Republicans could certainly hurt Obamacare by repealing its fiscal elements. Indeed, Senate Republicans reportedly developed a plan to repeal Obamacare that they were prepared to implement if Mitt Romney had won in 2012:
In the months that followed, top GOP Senate aides held regular strategy meetings to plot a path forward. Using the reconciliation process would be complicated and contentious. Senate rules would require Republicans to demonstrate to the parliamentarian that their repeal provisions would affect spending or revenue and Democrats were sure to challenge them every step of the way. So the meetings were small and secret. … By Election Day, Senate Republicans were ready to, as McConnell put it, “take this monstrosity down.”

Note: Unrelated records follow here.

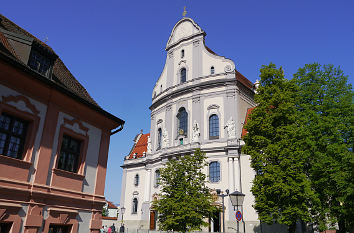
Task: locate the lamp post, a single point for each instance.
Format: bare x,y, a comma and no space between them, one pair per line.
122,211
220,194
237,200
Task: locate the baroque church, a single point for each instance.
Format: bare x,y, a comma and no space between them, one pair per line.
200,101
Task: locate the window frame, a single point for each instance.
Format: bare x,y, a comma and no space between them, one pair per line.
136,180
185,75
32,120
209,171
209,128
159,139
212,70
157,178
185,133
135,208
83,149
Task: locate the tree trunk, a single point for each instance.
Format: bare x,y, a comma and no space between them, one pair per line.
292,228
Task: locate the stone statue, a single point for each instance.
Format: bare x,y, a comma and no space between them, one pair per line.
165,140
196,132
231,128
149,148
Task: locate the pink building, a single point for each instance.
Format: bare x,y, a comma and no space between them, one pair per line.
54,141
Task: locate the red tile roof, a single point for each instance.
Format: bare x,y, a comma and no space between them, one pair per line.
244,131
140,147
61,74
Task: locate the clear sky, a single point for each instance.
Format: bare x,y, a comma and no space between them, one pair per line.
116,50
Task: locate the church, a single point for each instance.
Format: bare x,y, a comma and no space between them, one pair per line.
200,101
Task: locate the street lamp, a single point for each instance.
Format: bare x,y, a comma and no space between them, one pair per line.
237,200
218,191
122,211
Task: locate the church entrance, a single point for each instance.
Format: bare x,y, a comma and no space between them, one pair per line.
153,219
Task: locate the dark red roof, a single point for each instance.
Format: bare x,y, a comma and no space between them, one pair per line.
244,131
140,147
62,75
242,79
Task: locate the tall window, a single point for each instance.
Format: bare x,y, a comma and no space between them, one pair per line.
12,136
214,171
159,139
182,121
212,70
69,154
157,178
213,127
135,206
183,75
136,180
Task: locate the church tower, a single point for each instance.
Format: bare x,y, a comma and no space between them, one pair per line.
200,101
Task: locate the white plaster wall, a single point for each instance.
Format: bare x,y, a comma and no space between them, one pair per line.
129,193
42,108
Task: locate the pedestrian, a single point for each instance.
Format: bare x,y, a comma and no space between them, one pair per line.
113,228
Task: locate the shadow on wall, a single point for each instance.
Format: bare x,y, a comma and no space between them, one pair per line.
274,228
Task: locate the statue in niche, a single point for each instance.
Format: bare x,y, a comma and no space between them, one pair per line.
231,128
196,132
149,148
165,140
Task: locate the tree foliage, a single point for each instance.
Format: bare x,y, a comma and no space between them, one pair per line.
326,106
185,200
281,188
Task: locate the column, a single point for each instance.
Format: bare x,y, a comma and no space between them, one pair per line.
230,162
237,174
147,186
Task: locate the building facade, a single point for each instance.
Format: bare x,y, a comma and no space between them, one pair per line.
201,101
54,141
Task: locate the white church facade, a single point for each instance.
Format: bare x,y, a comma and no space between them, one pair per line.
199,101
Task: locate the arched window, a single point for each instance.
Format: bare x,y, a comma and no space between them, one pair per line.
212,70
183,75
136,180
135,206
157,178
182,121
213,127
214,171
159,139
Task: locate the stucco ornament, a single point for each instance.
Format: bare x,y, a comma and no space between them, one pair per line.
165,140
149,148
196,132
231,128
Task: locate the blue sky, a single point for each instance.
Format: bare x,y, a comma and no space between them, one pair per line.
116,48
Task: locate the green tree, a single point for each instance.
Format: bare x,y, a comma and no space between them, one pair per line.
281,188
326,105
185,200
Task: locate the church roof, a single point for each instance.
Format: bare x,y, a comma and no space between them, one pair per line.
140,146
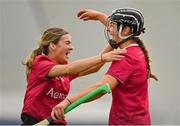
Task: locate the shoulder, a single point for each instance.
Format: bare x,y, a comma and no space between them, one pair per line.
42,57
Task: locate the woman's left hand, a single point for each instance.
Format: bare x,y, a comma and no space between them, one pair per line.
58,111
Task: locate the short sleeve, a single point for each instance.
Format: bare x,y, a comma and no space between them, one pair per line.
121,70
42,66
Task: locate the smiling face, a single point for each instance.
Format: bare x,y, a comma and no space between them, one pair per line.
62,49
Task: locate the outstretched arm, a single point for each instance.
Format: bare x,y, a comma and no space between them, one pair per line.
89,14
58,110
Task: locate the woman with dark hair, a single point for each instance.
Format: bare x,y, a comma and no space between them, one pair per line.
128,77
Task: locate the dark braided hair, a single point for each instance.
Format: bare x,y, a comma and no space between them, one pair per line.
143,48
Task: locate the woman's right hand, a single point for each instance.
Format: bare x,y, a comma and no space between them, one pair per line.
113,55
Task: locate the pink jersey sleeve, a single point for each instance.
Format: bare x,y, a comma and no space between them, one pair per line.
122,69
42,66
72,77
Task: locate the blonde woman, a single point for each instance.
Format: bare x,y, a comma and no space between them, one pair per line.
128,77
49,73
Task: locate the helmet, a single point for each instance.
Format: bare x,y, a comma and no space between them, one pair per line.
128,17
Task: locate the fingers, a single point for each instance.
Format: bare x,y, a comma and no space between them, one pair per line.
83,16
57,113
81,12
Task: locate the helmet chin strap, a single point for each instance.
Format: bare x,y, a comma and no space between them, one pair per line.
123,37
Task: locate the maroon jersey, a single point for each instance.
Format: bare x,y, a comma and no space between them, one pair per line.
43,93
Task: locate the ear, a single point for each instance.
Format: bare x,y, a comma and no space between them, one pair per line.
52,46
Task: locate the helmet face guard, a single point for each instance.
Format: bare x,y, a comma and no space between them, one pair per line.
126,17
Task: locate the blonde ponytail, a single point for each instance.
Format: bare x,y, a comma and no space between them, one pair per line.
50,35
29,61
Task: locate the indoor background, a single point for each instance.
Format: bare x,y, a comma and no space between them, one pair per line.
23,21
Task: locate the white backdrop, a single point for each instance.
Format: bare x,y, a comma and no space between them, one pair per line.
23,21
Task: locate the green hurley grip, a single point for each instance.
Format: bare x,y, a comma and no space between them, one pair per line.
104,87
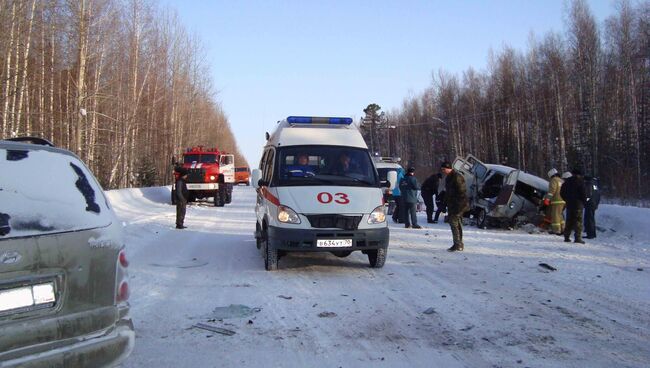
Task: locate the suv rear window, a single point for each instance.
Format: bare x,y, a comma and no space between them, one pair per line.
45,192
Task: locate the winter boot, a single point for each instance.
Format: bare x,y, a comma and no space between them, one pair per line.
456,248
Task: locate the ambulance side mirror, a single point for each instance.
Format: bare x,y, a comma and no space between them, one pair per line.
255,177
391,179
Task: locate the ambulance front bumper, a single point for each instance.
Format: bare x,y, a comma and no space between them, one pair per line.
307,240
202,186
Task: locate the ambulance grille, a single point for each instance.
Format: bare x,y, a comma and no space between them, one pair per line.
334,221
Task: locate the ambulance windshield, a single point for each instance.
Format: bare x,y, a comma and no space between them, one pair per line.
325,165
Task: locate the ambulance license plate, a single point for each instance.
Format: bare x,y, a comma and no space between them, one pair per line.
333,243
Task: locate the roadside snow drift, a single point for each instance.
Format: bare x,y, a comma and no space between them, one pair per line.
201,296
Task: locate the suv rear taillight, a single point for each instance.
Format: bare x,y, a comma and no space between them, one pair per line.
123,292
122,289
123,261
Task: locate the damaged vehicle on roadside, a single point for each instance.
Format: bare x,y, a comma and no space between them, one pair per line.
63,270
500,195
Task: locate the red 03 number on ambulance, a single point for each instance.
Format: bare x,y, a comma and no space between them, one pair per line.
325,198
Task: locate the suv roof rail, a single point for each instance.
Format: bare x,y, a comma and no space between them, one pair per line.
32,140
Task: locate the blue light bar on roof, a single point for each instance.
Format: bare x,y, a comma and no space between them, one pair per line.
318,120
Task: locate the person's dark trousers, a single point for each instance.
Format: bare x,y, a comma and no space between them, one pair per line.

The trouble with this plan is that only parts of Obamacare can be repealed through budget reconciliation. Obamacare makes health care affordable in two ways. One is old-fashioned cash outlays: The program enrolls people on Medicaid, or gives them tax credits to help afford insurance. The other way is through regulation. The law prohibits insurance companies from charging higher prices to sick customers, or denying coverage for basic medical procedures that only a sicker person might want or need.
If Republicans repeal the fiscal elements of Obamacare while leaving its regulatory elements in place, the health-care market would melt down. Insurers would still be prohibited from screening out sick customers, but healthy people would have no incentive to enroll, since Republicans would have taken away both the carrot (the tax subsidies that make insurance affordable) and the stick (the penalties on going uninsured). Republicans might be willing to melt down the health-insurance markets during Obama’s presidency, but they won’t do it on their own president’s watch. A crippled Obamacare is worse for a Republican administration than a well-functioning version.
And so the only remaining option will be to eliminate the filibuster. The Senate is clearly headed toward this outcome in any case. During the Bush administration, when Democrats began to filibuster judicial nominees they considered ideologically extreme, Republicans threatened to abolish the right to filibuster Court picks. They called such a move the “nuclear option,” a name conveying the sense that its methods — changing the Senate’s rules mid-session — would be so extreme they would permanently alter the landscape. The threat forced Democrats to back down. Under Obama, Senate Republicans began filibustering not only judicial nominations, but also executive branch appointments, as leverage to extract policy changes. When Democrats threatened the nuclear option, Republicans did not back down, and the majority simply changed the rules. Various Washington Establishment figures huffed that the nuclear option would catastrophically impair the functioning of the political system, but no detectable fallout occurred.
These events show that the majority has no reason to allow tradition or procedural niceties to stand in the way of its agenda. If hesitation to change the rules is the barrier standing between a prospective Republican majority and the enactment of its policy goals, then the rules will be changed.
It is possible they would go through some charade to preserve some empty husk of the filibuster. For instance, Republicans might include a total Obamacare repeal in a reconciliation bill, then when the Senate parliamentarian (who determines what can and cannot go into such a bill) objects, overrule that objection via a majority vote. The outcome would be the same no matter what. It would confirm the principle that the majority can actually do whatever it wants.